Suriye savaşı hızla Fırat’ın doğusu savaşına dönüyor, dönecek. Geçtiğimiz hafta boyunca, bu büyük tehlikeye dikkat çeken yazılar yazdık, haberler yaptık. Dikkatler İdlib ve Münbiç’e çevrilerek Fırat’ın doğusundaki korkunç plan ve harita için “perdeleme” yapıldığına ısrarla vurgu yaptık, yapmaya devam edeceğiz.
İdlib çözüldü, Münbiç’teki durum tamamen Türkiye’yi oyalamaya dönük bir süreç izliyor. Hem ABD/PKK ve İsrail hem de “içeride bazı çevreler” planlı biçimde Türkiye’nin dikkatlerini başka yönlere çekmeye çalışıyor.

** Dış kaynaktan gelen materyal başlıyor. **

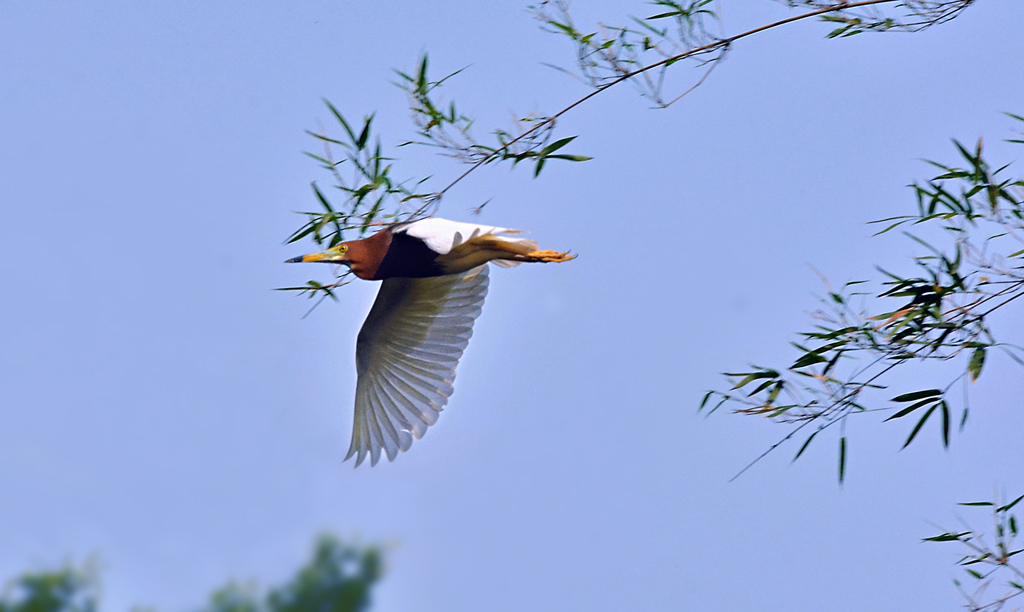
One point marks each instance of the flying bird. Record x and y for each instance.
(434, 277)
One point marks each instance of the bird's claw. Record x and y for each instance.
(550, 256)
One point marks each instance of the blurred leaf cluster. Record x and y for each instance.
(339, 577)
(941, 313)
(909, 15)
(366, 192)
(989, 558)
(642, 49)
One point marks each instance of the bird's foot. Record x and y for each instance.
(550, 256)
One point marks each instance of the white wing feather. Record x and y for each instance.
(406, 357)
(441, 235)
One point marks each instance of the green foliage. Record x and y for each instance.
(372, 197)
(339, 577)
(988, 558)
(643, 50)
(640, 53)
(67, 589)
(941, 313)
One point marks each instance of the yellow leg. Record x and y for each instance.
(549, 256)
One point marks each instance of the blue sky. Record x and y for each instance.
(165, 410)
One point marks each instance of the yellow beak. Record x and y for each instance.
(330, 256)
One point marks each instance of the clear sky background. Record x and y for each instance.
(165, 410)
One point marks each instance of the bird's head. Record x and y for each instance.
(338, 254)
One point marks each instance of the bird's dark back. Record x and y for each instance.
(408, 257)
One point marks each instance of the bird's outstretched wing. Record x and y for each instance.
(406, 358)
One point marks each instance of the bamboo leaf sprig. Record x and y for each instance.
(940, 313)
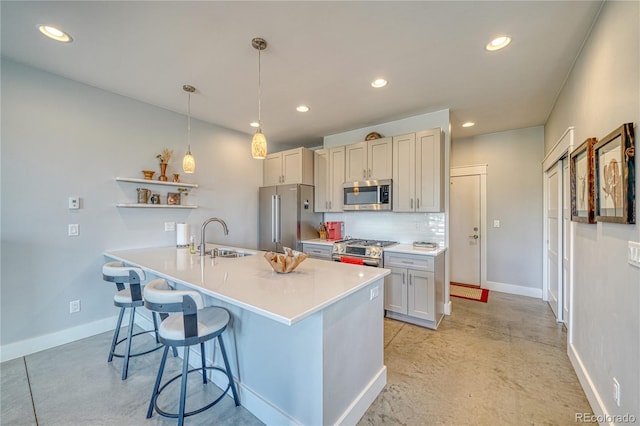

Türkiye bu tuzağa düşürülemeyecek
Biz bu tuzağa düşmeyeceğiz. Ülkemizin geleceğini dinamitleyecek büyük tehdidi bütün yönleriyle gözler önüne sermeye, bu yönde kamuoyu bilinci oluşturmaya dönük çabalarımız aralıksız devam edecek. Çünkü bu “harita, garnizon devlet” planı Suriye savaşının asıl sebebidir. Türkiye’ye kurulan en büyük tuzaktır, bir adım sonrası savaşı Türkiye topraklarına taşımadır.
Bu yüzden “intihar anlamına gelse bile” müdahale edilmelidir diyerek, meselenin dar bir terör meselesi olmadığını, bir coğrafya meselesi olduğunu, söz konusu bölgenin bütün ülkeleri parçalayacak en kirli planların ana üssü olacağını söylüyoruz.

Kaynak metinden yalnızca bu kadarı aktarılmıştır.